The coffee shop application elicited concerns from local civic officials that the shop would exacerbate parking and traffic issues in the area.
The town Building Department determined the 29-seat coffee shop would require 26 parking spaces, but there are no spaces on-site, the traffic study said.
The original study, submitted by the engineering firm VHB on Feb. 6, counted 7 to 26 vacant parking spaces on nearby stretches of Plandome Road and Park Avenue over the course of Friday, Feb. 3, from 11:30 a.m. to 5:30 p.m.
“Midday parking demand for the restaurant is expected to be a small fraction of the theoretical 26 spaces required by the zoning calculations, which are a gross overstatement of the expected parking needs,” the study said.
The study concluded “that the available on-street parking will be adequate to accommodate the practical parking needs of the proposed coffee shop.”
According to an updated version of the report, submitted on Feb. 23, town BZA officials “requested that supplemental parking observations be undertaken during the breakfast/morning period.”

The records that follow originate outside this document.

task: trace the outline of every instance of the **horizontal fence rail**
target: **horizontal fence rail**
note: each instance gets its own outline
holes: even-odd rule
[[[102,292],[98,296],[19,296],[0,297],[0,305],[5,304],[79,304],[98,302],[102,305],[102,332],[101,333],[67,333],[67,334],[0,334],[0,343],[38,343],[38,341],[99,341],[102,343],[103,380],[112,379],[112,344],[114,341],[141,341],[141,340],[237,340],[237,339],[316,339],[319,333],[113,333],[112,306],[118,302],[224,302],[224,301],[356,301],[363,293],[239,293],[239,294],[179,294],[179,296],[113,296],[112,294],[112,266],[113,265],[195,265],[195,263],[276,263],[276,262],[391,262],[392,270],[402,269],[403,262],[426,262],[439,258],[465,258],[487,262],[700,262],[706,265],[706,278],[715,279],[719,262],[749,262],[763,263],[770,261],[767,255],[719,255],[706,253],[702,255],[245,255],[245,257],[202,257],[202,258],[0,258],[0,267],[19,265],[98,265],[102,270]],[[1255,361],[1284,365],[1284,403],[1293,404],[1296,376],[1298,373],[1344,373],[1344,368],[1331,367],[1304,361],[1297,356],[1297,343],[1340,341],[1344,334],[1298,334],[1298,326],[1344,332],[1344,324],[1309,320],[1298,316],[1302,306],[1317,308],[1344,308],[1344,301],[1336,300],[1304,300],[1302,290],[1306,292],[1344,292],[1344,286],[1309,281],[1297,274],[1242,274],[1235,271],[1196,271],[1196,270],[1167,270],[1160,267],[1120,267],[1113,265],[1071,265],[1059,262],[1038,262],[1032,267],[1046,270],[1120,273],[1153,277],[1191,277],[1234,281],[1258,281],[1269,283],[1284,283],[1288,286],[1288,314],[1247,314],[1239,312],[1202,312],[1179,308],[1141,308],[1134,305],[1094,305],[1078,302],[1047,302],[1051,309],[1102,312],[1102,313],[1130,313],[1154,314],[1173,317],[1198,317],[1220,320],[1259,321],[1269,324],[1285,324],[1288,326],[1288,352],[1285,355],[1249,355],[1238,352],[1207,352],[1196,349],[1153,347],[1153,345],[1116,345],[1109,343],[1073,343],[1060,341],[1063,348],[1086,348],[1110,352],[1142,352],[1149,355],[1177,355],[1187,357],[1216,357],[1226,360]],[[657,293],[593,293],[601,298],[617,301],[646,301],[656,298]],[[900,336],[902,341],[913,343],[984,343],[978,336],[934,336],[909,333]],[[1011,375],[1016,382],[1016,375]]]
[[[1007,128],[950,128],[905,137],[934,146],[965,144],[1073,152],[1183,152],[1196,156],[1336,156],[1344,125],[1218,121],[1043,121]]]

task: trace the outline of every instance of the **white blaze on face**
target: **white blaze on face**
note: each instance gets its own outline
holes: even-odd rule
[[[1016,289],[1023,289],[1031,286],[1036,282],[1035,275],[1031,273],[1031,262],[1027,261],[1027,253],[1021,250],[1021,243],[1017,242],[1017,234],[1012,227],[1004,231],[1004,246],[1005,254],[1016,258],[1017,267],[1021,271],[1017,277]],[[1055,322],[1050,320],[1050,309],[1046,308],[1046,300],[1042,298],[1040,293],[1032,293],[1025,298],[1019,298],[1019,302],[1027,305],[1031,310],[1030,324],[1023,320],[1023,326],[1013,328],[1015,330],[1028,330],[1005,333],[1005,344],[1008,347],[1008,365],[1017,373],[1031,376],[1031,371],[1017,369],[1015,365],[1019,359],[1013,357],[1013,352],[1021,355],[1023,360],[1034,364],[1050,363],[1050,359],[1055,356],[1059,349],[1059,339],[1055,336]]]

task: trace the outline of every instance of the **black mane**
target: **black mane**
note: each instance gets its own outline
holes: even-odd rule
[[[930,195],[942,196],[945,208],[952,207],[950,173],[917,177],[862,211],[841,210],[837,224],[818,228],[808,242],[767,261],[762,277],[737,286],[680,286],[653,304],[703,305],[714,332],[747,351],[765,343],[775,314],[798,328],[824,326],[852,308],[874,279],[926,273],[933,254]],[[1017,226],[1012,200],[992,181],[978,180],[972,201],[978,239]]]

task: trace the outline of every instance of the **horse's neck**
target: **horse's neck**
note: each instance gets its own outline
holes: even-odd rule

The updated study counted available parking spaces on nearby stretches of Plandome Road and Park Avenue on Feb. 22 between 7:30 a.m. and 10:30 a.m.
The study found 18 to 40 vacant spaces over that period.
Bentley noted that the second round of the study took place over a winter recess break at Manhasset schools.
He described the traffic report and its update as “a 1 day study covering a very limited hourly time frame, and a second study which then also covered 1 single day during a known holiday/school break week and covered only the ‘missing’ hourly time periods of the first study.”
“Is that a professional study? Clearly most agree, NO it is not,” Bentley added.
Last month, Christakos objected to concerns about the amount of parking on Plandome Road.
“There is a pretty substantially sized municipal lot across the street,” Christakos said.
“I know that’s for the train station but Plandome Road is a central hub of the neighborhood. To keep a corner spot like that [building] vacant for god knows how long, I think it’s right to make it open.”
“I think there’s enough parking in the municipal lot across the street to accommodate the establishment,” he added.
Andrew Schwenk, the first vice president of the Council of Greater Manhasset Civic Associations, said increased congestion in the municipal parking lot would worsen existing problems there.
Attempts to reach Christakos and For Five Coffee owner Tom Tsplackos were unavailing.
“There is wide residential and commerce support that recognizes the ‘benefits’ of a vibrant downtown with stores filled, not vacant,” Bentley said.
But he said the Town of North Hempstead “needs to work with all constituencies to address the larger ‘elephant in the room’: The need for a comprehensive parking plan for the Manhasset Plandome Road business area.”